Last night, at the dance, there was a boy named Alex. For the first time since before Jeremy died, even though it's only been about two months, he smiled at me like he had no cares in the world- like he wasn't afraid of me, and like I shouldn't be afraid of him. He didn't have any sort of judgement in his eyes, and for the first time in a long time I didn't feel like I wasn't pretty enough to really hold his attention.
I know that my heart has made promises to itself- they've grown stronger now that Jeremy's gone. But my mind is racing, because as always the music I'm listening to has gotten it wondering, hoping, praying that maybe he's the one I'm waiting for.
Am I still waiting? I want someone in my life just as badly as the next person- but I really don't want to jump into believing anything anymore.
I don't believe you always have the choice of chosing how long someone gets to be in your life. And, I don't want to start anything- not even friendship- with someone who's just going to dissapear in a month or two, because they've gotten tired of me, or they've moved on to more exciting people. I don't want to have to face down the choice again of keeping someone in my life against their will- knowing that out of respect I should dissapear, but wanting so badly to do anything but dissapear. I don't want that unbelievable phonecall ever again... because even though it may be worth it to love and lose, rather than not love- that pain is so fresh in my memory still.

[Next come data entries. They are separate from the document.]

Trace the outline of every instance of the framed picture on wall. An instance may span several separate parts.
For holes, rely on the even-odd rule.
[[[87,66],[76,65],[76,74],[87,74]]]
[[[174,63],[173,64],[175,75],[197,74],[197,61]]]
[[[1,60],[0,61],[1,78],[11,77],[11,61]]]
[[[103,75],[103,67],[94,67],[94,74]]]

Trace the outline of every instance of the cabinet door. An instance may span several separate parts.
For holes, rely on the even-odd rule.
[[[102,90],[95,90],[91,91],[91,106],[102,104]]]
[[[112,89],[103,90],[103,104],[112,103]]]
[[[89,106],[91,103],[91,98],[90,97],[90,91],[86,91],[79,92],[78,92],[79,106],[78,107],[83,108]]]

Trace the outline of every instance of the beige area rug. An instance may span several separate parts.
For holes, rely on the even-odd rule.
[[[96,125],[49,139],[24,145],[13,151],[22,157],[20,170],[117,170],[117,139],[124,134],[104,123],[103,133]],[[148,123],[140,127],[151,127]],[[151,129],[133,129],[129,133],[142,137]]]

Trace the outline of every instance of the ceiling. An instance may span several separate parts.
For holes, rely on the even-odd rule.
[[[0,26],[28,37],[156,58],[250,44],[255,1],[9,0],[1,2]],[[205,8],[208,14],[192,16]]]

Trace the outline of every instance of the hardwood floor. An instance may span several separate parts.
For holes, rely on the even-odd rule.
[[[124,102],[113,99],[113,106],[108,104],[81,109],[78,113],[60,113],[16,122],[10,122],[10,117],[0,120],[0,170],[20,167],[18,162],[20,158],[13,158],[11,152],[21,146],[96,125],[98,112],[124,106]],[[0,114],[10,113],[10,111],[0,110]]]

I'm crazy. Why am I even worrying about this? Why does one friendly smile turn my world upside down- is it really that unusual?
For so long, I've been longing for someone to look at me the way he did. To be so friendly, so that it doesn't matter that I'm not such an outgoing person. But I'm scared out of my wits- and I should be. I'm guarding my heart- because my tendancy to jump to conclusions proves itself obnoxious a bit too often... It could've just been a friendly look.
Still, he gave it to me. He gave me something to smile about.